Additionally, the auto-generated progress monitoring probes provided actionable data to tailor instruction. The system quickly adapted materials when probes showed skill deficits. Ongoing progress data enabled explicit reteaching for any concept where students exhibited struggle.

Students commented that they appreciated the targeted practice and support on the exact skills they found difficult. The closed-loop nature of the system facilitated rapid personalization based on both macro-level trends and micro-level learner errors. This precision remediation accounted for statistically significant academic gains.

Discussion

This study provides promising evidence that AI language models may facilitate closing achievement gaps for students with special needs through data-driven personalization. Generating tailored assessments, materials, and intervention plans automatically based on curriculum standards and individual progress unleashes new possibilities for responsive instruction. Teachers also benefit from reduced time spent on design and data analysis.

The study indicates automated adaptive support, vocabulary expansion, comprehension checks, and immediate feedback were beneficial components enabled by language model capabilities. The precise targeting of skills where students showed weakness allowed effective reteaching. Ongoing adjustment of the auto-generated questions, texts, and activities based on formative analytics was likewise instrumental.

However, this approach should supplement, not replace, skilled teachers. Educators provided essential strategic oversight of the language models to structure appropriate prompts and ensure alignment with IEP goals. They also brought expertise GPT-3 lacked, including modulating motivation and providing high-level concepts. Collaborative, ethical application of generative AI should enhance special education.

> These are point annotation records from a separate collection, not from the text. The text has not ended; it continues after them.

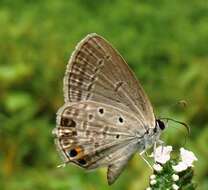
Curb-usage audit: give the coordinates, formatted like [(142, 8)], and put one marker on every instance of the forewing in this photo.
[(97, 72), (89, 134)]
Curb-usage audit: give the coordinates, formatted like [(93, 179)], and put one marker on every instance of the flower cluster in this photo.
[(172, 173)]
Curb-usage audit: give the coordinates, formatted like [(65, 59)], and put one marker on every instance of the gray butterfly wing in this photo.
[(91, 134), (97, 72), (106, 111)]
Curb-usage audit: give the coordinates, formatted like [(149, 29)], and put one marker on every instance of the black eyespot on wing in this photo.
[(161, 124), (120, 119), (101, 110), (67, 122), (82, 161), (90, 116), (72, 153)]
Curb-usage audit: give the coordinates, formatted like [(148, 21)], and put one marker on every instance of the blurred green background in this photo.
[(164, 42)]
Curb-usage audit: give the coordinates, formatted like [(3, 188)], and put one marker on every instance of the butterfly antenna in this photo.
[(180, 122)]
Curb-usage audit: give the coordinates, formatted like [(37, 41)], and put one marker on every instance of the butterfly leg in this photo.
[(141, 154), (161, 143)]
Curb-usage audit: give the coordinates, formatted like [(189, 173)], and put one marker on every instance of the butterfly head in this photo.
[(160, 126)]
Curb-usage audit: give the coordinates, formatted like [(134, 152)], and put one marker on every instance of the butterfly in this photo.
[(107, 117)]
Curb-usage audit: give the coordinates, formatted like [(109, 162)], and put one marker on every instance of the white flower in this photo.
[(187, 159), (162, 154), (175, 177), (153, 182), (175, 187), (157, 167), (152, 176)]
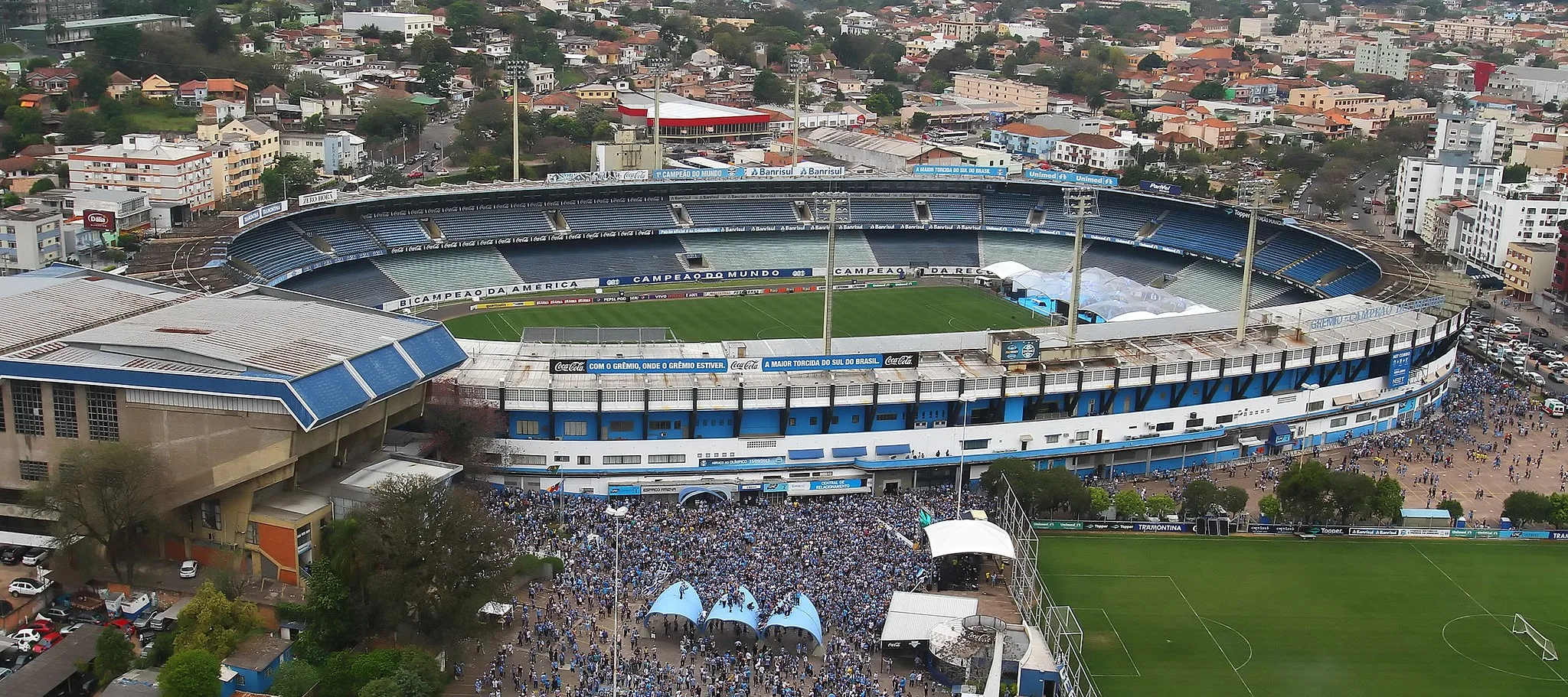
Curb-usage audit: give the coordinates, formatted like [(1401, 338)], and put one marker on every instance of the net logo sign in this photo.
[(98, 220)]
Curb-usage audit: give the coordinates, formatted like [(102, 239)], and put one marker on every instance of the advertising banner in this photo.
[(959, 171), (635, 366), (1071, 178), (263, 212), (691, 276), (318, 197), (98, 220)]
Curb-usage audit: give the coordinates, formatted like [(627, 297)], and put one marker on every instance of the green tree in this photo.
[(1527, 508), (101, 492), (215, 624), (1131, 505), (1098, 500), (1270, 506), (113, 655), (1207, 90), (190, 674)]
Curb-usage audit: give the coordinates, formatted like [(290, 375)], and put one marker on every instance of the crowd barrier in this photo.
[(1315, 529)]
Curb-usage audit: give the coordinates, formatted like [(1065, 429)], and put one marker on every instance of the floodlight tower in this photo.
[(514, 70), (1081, 204), (1252, 194)]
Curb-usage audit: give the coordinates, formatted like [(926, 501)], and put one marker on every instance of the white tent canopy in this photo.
[(969, 538)]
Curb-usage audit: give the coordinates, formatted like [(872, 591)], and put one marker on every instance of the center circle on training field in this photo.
[(1463, 635)]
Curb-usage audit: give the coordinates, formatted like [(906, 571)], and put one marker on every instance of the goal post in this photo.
[(1523, 627)]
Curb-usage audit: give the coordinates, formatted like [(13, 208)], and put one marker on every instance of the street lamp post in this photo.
[(514, 70)]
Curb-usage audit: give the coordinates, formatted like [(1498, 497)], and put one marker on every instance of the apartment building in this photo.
[(1034, 99), (175, 178)]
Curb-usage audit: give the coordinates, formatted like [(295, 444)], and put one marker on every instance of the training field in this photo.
[(1276, 617), (871, 312)]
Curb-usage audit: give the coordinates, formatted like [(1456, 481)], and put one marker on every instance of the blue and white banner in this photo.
[(959, 171), (1071, 178), (637, 366), (688, 276), (1399, 369)]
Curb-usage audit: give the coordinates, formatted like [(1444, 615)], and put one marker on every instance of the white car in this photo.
[(27, 586)]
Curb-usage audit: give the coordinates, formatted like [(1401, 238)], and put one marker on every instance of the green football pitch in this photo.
[(871, 312), (1280, 617)]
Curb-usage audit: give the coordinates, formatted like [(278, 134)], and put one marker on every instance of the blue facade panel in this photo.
[(384, 370), (332, 392)]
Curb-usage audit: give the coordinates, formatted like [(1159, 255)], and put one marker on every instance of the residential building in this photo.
[(1476, 30), (1539, 85), (1383, 57), (1092, 151), (410, 24), (1443, 176), (30, 239), (341, 152), (1034, 99), (175, 178), (1027, 140), (243, 395), (1527, 270), (1514, 213)]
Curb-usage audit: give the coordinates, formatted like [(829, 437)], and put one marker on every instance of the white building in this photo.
[(410, 24), (1449, 174), (1092, 151), (176, 179), (1514, 213), (339, 152), (30, 239), (1383, 58)]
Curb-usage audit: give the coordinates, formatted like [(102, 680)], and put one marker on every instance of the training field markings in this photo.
[(1135, 673), (1201, 620), (1487, 611)]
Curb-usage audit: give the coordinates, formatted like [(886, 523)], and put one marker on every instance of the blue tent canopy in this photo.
[(803, 616), (681, 599), (743, 611)]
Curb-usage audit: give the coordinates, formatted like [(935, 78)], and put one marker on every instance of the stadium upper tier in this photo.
[(441, 240)]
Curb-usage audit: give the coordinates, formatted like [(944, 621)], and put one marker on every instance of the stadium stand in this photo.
[(956, 212), (734, 251), (360, 282), (439, 270), (479, 224), (1041, 252), (619, 217), (924, 248), (560, 260), (275, 249), (397, 233), (725, 213)]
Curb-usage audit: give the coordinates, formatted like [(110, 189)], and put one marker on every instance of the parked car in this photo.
[(27, 586)]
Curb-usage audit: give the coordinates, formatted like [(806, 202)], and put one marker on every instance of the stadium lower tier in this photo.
[(885, 442)]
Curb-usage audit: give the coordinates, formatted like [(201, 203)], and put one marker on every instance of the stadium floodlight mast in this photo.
[(659, 68), (797, 67), (1081, 204), (514, 70), (827, 287), (1252, 193)]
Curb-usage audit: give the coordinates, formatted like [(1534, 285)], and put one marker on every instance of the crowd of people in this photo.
[(845, 553)]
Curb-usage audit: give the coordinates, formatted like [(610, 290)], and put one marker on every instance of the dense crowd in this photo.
[(845, 553)]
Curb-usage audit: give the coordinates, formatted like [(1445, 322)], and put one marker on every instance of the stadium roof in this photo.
[(969, 538), (318, 357)]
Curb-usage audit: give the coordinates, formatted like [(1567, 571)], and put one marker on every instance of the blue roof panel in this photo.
[(332, 392), (384, 370), (435, 351)]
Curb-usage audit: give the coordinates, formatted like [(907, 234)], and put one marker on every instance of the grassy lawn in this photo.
[(1283, 617), (855, 314)]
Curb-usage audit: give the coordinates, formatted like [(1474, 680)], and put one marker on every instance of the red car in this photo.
[(47, 641)]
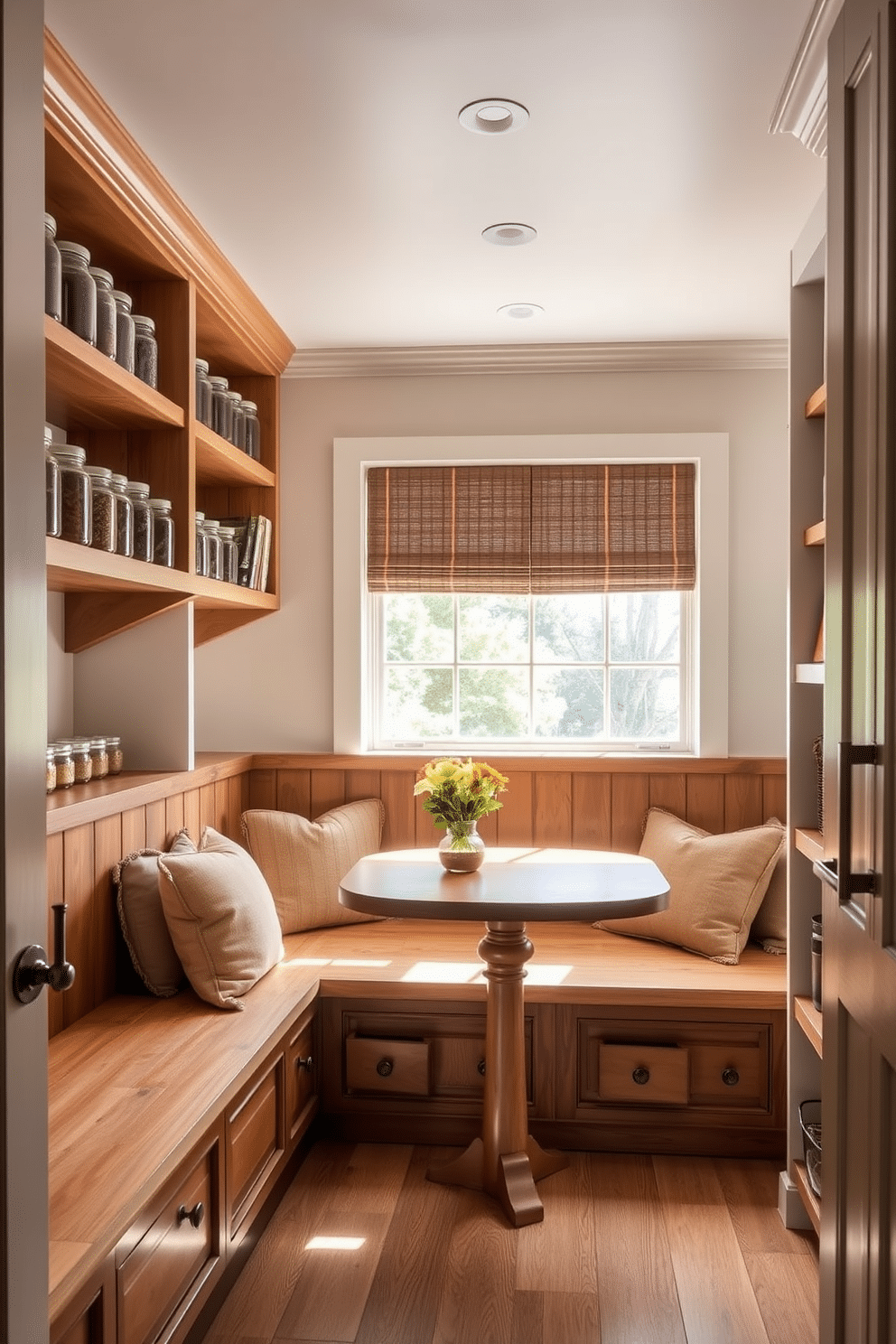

Limitations of this study include a relatively small sample size from a single school district. Further research should incorporate larger populations and different age groups. Additionally, this study exclusively focused on improving academic skills in math and reading. Investigating applications for supporting social-emotional growth and life skills would be beneficial. Longitudinal data tracking the durability of gains is needed.

Conclusion

Personalized learning driven by large language models like GPT-3 appears highly promising to make special education instruction more precise and data-driven. By generating tailored assessments and responsive activities calibrated to each student’s evolving needs, generative AI can help shrink achievement gaps. This study provides an initial demonstration of using language models to enhance outcomes for students with disabilities. Findings suggest a blended model combining teacher expertise with benefits of automation warrants deeper investment and exploration. Large language models may open new doors to ensure all students, including those with special needs, have opportunities to achieve their highest educational potential.

References

Basham, J. D., Hall, T. E., Carter Jr, R. A., & Stahl, W. M. (2016). An operationalized understanding of personalized learning. Journal of Special Education Technology, 31(3), 126-136.

Bloom, B. S. (1984). The 2 sigma problem: The search for methods of group instruction as effective as one-to-one tutoring. Educational researcher, 13(6), 4-16.

Brown, T., Mann, B., Ryder, N., Subbiah, M., Kaplan, J. D., Dhariwal, P., ... & Amodei, D. (2020). Language models are few-shot learners. Advances in neural information processing systems, 33, 1877-1901.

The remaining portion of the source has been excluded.